Wyświetl Pojedyńczy Post
Stary 25.06.2017, 10:41   #21
Głazio
 
Głazio's Avatar


Zarejestrowany: Jun 2009
Miasto: Lubaczów
Posty: 307
Motocykl: nie mam AT jeszcze
Galeria: Zdjęcia
Głazio jest na dystyngowanej drodze
Online: 4 dni 2 godz 57 min 22 s
Domyślnie



Enduro Polulanka – piękno i piekło mordoru

Umówieni na wspólny wyjazd po ukaińskich połoninach ruszyli na wschód. W poszukiwaniu wspaniałych widoków. Na swoich mechanicznych koniach zetknęli się z latającymi kamieniami i przyjaznymi ludźmi. Po wyciśnięciu litrów potu zdobyli upragniony cel choć w bardzo okrojonym składzie.

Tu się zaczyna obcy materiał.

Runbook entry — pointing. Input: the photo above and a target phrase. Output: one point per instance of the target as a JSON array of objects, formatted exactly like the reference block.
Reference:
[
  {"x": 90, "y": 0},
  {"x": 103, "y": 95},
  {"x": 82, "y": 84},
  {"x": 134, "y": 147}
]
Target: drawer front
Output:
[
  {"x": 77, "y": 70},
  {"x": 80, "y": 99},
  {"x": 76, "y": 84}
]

Pogoda dopisywała więc ekipa pojawiła się w komplecie. Na długi weekend zaplanowali dojazd offem przez pasmo Pikuja do najwyższego szczytu Bieszczad (Pikuj), Połonina Borżawa, Osta Hora, Połonina Równa. Z założeń udało się zrealizować połowę.

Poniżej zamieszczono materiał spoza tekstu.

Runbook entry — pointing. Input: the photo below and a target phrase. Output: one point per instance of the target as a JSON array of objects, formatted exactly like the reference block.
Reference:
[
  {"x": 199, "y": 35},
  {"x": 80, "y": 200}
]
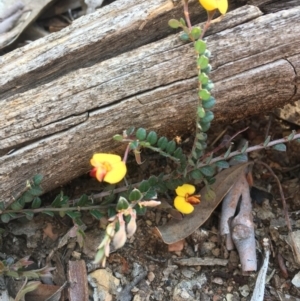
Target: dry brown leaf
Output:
[
  {"x": 48, "y": 231},
  {"x": 176, "y": 246},
  {"x": 178, "y": 230}
]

Tuż za granicą szybko dotarli do brodów rzecznych i pierwszych połonin. Już na stracie zmuszeni zostali do szybkiej wymiany dętki, rozwiązania zagadki z newralgicznym czujnikiem, który uprzykrzał im dalszą trasę do ostatniego dnia.



Witani z entuzjazmem przez większość mieszkańców niespodziewanie zetknęli się z kamieniami lecącymi w ich stronę. Chwile później spłoszony koń omotał jednego z nich łańcuchem i spętanych chciał porwać do mordoru !

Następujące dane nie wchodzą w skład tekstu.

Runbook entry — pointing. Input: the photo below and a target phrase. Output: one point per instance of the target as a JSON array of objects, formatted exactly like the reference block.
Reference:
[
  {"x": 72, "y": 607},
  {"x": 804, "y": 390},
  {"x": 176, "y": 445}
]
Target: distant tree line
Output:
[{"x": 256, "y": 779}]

To dopiero początek wyjazdu a jakże bogaty w wydarzenia.

Relacja z galerią zdjęć >>>

Pełny opis przygód Eduro Polulanki >>>



Podążając dalej mijali stada krów, od których odrywały się stada much podążających za nimi.

Bardziej wymagająca trasa zaczęła się od Przełęczy Użockiej. Od niej rozpoczęli błotno-glinianą wspinaczkę dążąc do celu. Było na prawdę sucho, jednak błota nie brakowało. Willy przy wyjeździe z bagna, bicie nura w mętnej mazi to przykłady przygód traktowanych z humorem. Był też inny aspekt tego wyjazdu, ciągnący się za nimi ogon z powodu słabego przygotowania motocykla. Umiejętności też miały ogromne znaczenie. Efekt – bardzo rozciągnięta grupa.

Jeszcze pierwszego dnia ekipa została uszczuplona z powodu tragedii jednego z uczestników. Obrót stawu kolanowego o 180 stopni wymusił ekspresową akcję ratunkową aby zdążyć przed zmrokiem. Pochłonięci ewakuacją zagubili po drodze ogon, który z przymusu spędził noc w lesie (ocalał i ma się dobrze).



Na zdjęciu nasz tragiczny w skutkach podjazd ! Ciemne chmury nie wróżyły piekła mordoru !



Pozostała część ekipy zdobyła upragniony Pikuj i tuż przed zmrokiem dotarła do bazy. Po wielkich zachwytach tego co dostarczyła trasa, zapowiedziany dzień wcześniej jednodniowy uczestnik powrócił z uśmiechem od ucha do ucha do domu aby zdążyć jutro do pracy.







To tylko fragment wydarzeń dnia pierwszego.
Chcąc poznać całą historię wyjazdu kliknij i przejdź na Forum Radiator >>>, gdzie poznasz więcej szczegółów z kolejnych dni emocjonującego wyjazdu, gdzie ściera się piękno i piekło mordoru.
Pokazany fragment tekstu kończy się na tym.